The National Guard’s deployment at the U.S. Capitol is expected to cost $521 million through May, according to the Pentagon.
The Guard’s mission, which earlier this week was extended from Friday until May 23, will cost $111 million for the additional two months, the National Guard Bureau said in a statement to The Hill on Friday.
That’s on top of the $410 million estimated for the initial three months of the mission, from January to March.
The Guard originally expected the first three months of the deployment to cost $482.8 million, but “due to an under-execution we have revised that estimated cost,” the bureau said.
The Defense Department will foot the bill, Pentagon spokesman John Kirby told reporters Wednesday.

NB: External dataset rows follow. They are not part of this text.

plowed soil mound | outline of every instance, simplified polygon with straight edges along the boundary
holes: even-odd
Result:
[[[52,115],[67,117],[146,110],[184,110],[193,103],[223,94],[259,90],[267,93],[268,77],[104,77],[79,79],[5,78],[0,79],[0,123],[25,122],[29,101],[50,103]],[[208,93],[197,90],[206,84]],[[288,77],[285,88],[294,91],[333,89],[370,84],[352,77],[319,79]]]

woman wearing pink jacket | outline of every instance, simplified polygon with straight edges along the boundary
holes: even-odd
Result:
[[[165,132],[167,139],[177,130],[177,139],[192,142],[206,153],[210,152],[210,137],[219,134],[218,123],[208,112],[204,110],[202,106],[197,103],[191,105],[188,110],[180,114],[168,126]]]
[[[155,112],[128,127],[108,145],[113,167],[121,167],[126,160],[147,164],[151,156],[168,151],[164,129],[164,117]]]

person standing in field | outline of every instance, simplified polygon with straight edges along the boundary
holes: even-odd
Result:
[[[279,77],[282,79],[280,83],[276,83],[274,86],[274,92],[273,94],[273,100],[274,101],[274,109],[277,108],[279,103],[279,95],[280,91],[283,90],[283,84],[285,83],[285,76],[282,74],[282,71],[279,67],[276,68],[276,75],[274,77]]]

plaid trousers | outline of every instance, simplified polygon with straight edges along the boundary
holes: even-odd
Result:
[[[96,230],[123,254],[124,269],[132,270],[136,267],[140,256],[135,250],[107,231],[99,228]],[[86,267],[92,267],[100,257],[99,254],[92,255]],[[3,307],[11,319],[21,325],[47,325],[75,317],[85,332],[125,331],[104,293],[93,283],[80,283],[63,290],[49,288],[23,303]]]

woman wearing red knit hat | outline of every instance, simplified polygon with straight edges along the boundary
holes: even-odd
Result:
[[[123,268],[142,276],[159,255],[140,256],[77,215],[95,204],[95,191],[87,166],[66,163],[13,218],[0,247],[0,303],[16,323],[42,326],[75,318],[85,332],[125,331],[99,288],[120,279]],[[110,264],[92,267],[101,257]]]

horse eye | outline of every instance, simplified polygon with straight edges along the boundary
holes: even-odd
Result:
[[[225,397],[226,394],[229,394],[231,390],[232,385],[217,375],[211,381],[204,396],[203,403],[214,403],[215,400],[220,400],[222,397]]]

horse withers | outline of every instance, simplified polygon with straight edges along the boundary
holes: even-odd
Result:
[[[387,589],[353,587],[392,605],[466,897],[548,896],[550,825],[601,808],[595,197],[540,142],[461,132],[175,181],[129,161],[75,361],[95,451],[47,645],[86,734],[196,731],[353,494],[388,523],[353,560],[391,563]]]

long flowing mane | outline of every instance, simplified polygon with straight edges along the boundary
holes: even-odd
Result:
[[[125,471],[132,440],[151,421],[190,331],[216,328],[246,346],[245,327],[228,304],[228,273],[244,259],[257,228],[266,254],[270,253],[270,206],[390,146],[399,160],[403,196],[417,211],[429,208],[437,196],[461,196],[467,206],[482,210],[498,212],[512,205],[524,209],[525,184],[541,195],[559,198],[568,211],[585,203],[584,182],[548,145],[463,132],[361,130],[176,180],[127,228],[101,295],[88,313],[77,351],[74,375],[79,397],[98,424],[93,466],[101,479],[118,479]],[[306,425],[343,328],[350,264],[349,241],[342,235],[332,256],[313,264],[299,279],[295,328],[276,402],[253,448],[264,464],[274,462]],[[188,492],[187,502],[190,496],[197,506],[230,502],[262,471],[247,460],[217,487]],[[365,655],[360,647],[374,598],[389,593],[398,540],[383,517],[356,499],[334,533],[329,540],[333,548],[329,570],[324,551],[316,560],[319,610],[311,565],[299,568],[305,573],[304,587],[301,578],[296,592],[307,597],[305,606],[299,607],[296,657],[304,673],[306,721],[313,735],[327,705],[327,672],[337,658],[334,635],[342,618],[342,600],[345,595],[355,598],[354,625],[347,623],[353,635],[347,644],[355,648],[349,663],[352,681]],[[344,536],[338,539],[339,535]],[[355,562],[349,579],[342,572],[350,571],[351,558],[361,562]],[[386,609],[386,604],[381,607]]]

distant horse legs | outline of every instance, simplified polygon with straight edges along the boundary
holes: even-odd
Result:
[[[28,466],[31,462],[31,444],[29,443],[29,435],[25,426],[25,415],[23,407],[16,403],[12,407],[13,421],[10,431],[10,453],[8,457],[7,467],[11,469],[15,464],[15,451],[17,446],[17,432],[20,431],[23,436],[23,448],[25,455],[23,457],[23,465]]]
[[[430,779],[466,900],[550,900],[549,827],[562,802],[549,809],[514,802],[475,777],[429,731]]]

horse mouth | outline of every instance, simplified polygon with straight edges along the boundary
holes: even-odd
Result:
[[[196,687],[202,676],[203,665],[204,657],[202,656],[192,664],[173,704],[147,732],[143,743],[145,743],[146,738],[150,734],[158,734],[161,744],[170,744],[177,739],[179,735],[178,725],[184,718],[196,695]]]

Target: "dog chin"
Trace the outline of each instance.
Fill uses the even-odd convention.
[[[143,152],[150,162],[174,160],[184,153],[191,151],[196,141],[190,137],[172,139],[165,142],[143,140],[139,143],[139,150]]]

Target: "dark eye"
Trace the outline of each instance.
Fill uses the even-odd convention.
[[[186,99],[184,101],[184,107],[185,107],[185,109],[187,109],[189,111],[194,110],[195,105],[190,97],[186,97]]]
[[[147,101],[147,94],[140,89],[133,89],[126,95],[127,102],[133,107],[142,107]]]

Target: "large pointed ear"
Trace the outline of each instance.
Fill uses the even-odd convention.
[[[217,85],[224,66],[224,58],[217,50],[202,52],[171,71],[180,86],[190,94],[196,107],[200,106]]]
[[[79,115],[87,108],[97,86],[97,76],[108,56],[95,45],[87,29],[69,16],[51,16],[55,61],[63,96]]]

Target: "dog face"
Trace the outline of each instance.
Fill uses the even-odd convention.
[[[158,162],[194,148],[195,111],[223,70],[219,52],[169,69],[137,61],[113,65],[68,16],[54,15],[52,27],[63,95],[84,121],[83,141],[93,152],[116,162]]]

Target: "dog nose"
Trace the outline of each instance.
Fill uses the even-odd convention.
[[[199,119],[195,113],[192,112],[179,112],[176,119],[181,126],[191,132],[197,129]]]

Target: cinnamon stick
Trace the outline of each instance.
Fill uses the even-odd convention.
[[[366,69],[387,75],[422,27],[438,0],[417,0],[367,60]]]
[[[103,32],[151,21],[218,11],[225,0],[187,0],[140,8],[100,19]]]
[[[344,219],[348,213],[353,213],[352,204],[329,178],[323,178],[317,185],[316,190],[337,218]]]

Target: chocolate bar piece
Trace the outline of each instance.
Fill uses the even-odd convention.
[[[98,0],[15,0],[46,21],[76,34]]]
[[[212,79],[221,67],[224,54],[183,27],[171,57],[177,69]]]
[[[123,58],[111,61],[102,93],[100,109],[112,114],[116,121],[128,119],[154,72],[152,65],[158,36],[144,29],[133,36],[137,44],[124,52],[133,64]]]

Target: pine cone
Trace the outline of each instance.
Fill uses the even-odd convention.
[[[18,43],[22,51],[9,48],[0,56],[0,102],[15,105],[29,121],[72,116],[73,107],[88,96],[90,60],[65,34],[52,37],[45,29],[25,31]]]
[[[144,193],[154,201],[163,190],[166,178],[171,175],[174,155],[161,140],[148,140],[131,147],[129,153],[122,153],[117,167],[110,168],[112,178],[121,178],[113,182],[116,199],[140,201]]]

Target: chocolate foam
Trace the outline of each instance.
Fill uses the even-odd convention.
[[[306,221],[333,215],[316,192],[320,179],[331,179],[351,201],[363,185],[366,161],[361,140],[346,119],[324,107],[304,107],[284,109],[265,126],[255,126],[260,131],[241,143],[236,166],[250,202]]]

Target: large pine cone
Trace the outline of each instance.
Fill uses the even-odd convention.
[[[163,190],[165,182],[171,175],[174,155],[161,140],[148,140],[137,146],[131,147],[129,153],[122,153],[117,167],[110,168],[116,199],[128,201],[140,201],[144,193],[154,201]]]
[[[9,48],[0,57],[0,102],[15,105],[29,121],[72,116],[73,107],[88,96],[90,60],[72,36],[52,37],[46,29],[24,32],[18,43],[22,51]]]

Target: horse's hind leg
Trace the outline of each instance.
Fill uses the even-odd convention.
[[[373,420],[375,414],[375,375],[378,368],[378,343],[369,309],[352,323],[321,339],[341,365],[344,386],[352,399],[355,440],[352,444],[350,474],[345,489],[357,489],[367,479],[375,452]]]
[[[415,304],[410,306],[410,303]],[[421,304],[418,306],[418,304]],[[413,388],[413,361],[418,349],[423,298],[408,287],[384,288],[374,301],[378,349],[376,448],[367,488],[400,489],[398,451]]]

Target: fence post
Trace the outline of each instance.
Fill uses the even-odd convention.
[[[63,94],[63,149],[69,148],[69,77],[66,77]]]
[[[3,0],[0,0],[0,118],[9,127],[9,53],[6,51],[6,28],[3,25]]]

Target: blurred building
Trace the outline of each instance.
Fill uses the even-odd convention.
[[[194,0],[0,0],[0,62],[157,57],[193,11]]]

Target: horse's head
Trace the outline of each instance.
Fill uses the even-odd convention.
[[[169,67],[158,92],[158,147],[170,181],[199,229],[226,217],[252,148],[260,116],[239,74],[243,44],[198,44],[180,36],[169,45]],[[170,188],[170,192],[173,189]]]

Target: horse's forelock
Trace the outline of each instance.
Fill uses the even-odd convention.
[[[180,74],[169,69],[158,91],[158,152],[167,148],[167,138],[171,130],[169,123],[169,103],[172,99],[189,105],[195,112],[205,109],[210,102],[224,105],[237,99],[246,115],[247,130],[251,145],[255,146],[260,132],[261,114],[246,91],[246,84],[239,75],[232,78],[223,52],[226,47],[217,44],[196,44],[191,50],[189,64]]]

The Wall Street Journal was the first to report on the cost estimates.
The new estimate follows calls from some lawmakers to draw down the Guard’s presence at the Capitol amid concerns that it is not warranted and could affect military readiness.
“As the U.S. Capitol Police continues to build its personnel capacity, there is no doubt that some level of support from the National Guard should remain in the National Capital region to respond to credible threats against the Capitol,” House Armed Services Committee Chairman Adam Smith (D-Wash.) and ranking member Rep. Mike Rogers (R-Ala.) said in a joint statement Thursday. “However, the present security posture is not warranted at this time.”
And Senate Armed Services Committee ranking member James Inhofe (R-Okla.) last week said he was “outraged” by plans to lengthen the Guard’s mission.
Secretary of Defense Lloyd Austin on Wednesday approved a request from Capitol Police to keep about 2,300 guardsmen at the complex through May 23.
The extension roughly halves the 5,100 guardsmen there now, down from a high of roughly 26,000 following the Jan. 6 attack on the nation’s capital by supporters of former President Trump looking to prevent Congress from certifying President Biden’s victory in the November election.
The guardsmen were originally only meant to bulk up security for Biden’s inauguration, but the deployment was extended afterward over continued security concerns.